17 September 2014

Edouard becomes first major hurricane since 2012

On Tuesday morning at 11am EDT, Edouard was upgraded to a Category 3 hurricane (115mph).  A major hurricane is defined to be any Category 3-4-5 hurricane, and the last one was Sandy when it made landfall on eastern Cuba on October 25, 2012.

However, Edouard only held that intensity for 6 hours.  The last two major hurricanes (Sandy 2012 and Michael 2012) also each held that intensity for just 6 hours.  In one day, Hurricane Rina in October of 2011 racked up as much time as a major hurricane as all other storms combined did in the subsequent 1,064 days!

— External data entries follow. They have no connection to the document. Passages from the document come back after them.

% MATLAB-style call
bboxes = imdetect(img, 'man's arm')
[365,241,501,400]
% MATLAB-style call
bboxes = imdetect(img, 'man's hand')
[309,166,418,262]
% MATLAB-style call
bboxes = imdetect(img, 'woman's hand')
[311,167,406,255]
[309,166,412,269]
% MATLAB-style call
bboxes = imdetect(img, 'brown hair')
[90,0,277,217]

Visible satellite image over Edouard from 8:45am EDT. (NASA)
As of today at 5am EDT, Edouard's intensity is back down to 90mph.  It is centered about 600 miles northeast of Bermuda and heading northeast at 20mph.
It will continue to weaken over decreasing water temperatures and increasing wind shear as it accelerates to the northeast toward the Azores.

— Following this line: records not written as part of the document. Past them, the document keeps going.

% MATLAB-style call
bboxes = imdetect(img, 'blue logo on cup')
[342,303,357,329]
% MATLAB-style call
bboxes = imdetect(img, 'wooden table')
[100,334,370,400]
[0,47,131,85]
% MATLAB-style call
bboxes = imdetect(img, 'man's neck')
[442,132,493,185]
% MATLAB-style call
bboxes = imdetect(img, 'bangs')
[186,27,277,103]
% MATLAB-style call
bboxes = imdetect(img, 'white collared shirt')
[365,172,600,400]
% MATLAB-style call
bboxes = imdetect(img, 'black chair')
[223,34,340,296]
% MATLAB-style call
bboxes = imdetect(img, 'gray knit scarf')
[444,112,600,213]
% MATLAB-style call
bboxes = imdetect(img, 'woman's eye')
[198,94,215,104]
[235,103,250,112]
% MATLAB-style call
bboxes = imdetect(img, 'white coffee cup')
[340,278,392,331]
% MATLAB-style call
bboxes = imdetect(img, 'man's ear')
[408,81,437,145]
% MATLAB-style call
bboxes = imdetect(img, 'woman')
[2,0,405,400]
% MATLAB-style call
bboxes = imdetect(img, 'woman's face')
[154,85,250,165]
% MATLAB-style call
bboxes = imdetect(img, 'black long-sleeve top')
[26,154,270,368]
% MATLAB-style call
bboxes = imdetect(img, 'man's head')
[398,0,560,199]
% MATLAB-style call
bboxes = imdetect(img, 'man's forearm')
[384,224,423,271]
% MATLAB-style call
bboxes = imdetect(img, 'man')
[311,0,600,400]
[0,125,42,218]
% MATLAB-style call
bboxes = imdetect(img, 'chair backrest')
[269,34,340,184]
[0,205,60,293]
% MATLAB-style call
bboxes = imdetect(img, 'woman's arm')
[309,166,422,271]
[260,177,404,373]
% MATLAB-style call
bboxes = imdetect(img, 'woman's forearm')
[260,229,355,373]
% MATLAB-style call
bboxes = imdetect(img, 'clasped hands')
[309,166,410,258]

Edouard's activity brings the seasonal ACE (Accumulated Cyclone Energy) up to about 52% of average for this date.  So although 4 out of the 5 storms became hurricanes so far, the overall numbers and intensities are falling well short of average.

Only 1 of the 4 hurricanes made landfall anywhere (Arthur), but NONE of them have existed in the tropics!!  All four hurricanes formed north of 24N, a sign that the weak El Nino is suppressing activity in the tropical Atlantic, as expected.  The figure below shows the typical influence of El Nino on hurricane activity in the East Pacific and in the Atlantic... 2014 couldn't fit this any more perfectly!

Typical influence of El NiƱo on Pacific and Atlantic seasonal hurricane activity. (NOAA)
Elsewhere across the basin, there's an easterly wave about to exit the African coast today, and models generally develop it over the next few days, but not very aggressively.